You could probably get some of the stuff cheaper, because I got some stuff new that I didn't need to, but then I think I got a great deal on my enlarger, so it all works out in my mind...

Good luck with whatever you decide to do!


----------



## schussey (Feb 5, 2004)

oriecat- thank you so much for the help. I plan on starting this weekend. Any thoughts on a decent enlarger to go for?


----------



## ksmattfish (Feb 5, 2004)

I like Beseler and Omega, but there are lot's of other good brands.  Brand of lens is probably more important; I like Nikkor and Schneider (Componon is higher quality than Componar).  

Make sure you get an enlarger that will handle the largest film format you ever dream of using, as enlargers are going cheap these days and a good one that'll do 4x5 on down really isn't any more expensive than one that will only do 35mm.


----------



## schussey (Feb 6, 2004)

So my darkroom project is underway, I have sealed off all sources of light from the area, and clean out the room. I have bought chemical trays, projection print scale, tongs, squeegee, and just the etreme basics. I am on the market for timer, enlarger, etc. The only problem I came across is that I have no sink. Any cheap ways to wash prints?


----------



## ksmattfish (Feb 6, 2004)

I don't know where you are located, but Home Depot has cheap plastic sinks that can be hooked up to existing plumbing, or rigged via hose and faucet.

Remember, once you've fixed film/prints, they are light safe, so you could move them to the kitchen or bathroom and do the washing there.  Running water in the darkroom is convenient, but not necessary.  

I used my bedroom as a darkroom for years, and did all the washing in the kitchen.  Even now my darkroom sink really isn't big enough to handle my 16x20 print washer, so I do it in the bath tub, or even outside hooked up to the garden hose when it's nice out.


----------



## schussey (Feb 7, 2004)

i'll definitly check out home depot- i was thinking that i would have to make trips into the bathroom, but will try anything for conveinience


----------



## oriecat (Feb 7, 2004)

I got my utility sink at home depot!  It is the perfect size for my print washer.

This is the sink I got:

sink list

(Hope that works!)

This is the print washer I got:

http://www.freestylephoto.biz/sc_prod.php?cat_id=&pid=1330

Glad to hear you have gotten your project underway already!  That was quick.


----------



## oriecat (Feb 7, 2004)

Well I can't get the url to go directly to the page, but the one I got is the 23x25 for $ 17.98.  I never would have thought I could get a sink for 18 bucks...


----------



## schussey (Feb 7, 2004)

Thank you so much for the help- hopefully I win the enlarger that i am bidding on (ebay)......i plan on getting both the sink and print washer


----------



## schussey (Feb 29, 2004)

so- my darkroom is basically complete, its shabby looking, but suits the purpose.
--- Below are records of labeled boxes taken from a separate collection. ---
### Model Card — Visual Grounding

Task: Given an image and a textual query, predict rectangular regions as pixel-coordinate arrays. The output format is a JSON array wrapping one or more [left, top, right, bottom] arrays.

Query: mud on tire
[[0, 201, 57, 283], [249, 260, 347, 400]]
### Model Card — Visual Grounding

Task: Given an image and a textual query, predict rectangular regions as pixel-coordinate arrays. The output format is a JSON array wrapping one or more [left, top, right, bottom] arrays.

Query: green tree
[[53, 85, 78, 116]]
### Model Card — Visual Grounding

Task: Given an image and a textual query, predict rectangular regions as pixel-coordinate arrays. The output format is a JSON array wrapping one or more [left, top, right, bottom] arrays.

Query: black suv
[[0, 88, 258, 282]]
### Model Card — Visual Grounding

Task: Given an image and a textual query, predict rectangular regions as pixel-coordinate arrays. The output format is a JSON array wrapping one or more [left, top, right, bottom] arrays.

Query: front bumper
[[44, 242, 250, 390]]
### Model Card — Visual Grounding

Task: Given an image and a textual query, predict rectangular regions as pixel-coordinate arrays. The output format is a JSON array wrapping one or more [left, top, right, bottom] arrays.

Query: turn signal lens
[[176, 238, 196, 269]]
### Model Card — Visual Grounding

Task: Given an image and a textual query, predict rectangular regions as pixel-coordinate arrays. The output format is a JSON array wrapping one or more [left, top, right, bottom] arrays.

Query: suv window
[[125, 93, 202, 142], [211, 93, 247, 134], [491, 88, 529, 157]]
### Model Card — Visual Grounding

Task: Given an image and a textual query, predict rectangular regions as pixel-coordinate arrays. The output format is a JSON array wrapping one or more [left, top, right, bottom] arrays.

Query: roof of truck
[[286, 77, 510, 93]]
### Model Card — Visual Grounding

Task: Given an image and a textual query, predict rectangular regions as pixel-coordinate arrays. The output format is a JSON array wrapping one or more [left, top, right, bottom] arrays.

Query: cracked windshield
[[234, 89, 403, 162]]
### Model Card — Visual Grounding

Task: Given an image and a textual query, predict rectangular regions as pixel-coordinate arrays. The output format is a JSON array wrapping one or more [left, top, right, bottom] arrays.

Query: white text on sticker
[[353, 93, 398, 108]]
My gf's father gave me a huge box of stuff, that he used to use. Inside was everything from trays to the enlarger itself!


----------



## ksmattfish (Mar 1, 2004)

Beautiful.  Go man, go!!!


----------



## schussey (Mar 7, 2004)

omg! i started printing, and my prints have been turning out so much better than the enlargers i use in class. In class I had been getting alot of grayscales, but now the contrast is alot more vivid, using same filters and such. Could it be the enlarger lens? I dono, I am definitly pleased with my results!


----------



## oriecat (Mar 7, 2004)

I noticed a lot more contrast my very first prints at home too.  Dunno if it's the enlarger or the developed or what, but I like it!


----------



## ksmattfish (Mar 8, 2004)

It may be that you were using a diffusion enlarger in class, and a condenser enlarger at home.  Although it is also true that some brands of lenses tend to be more contrasty than others.


----------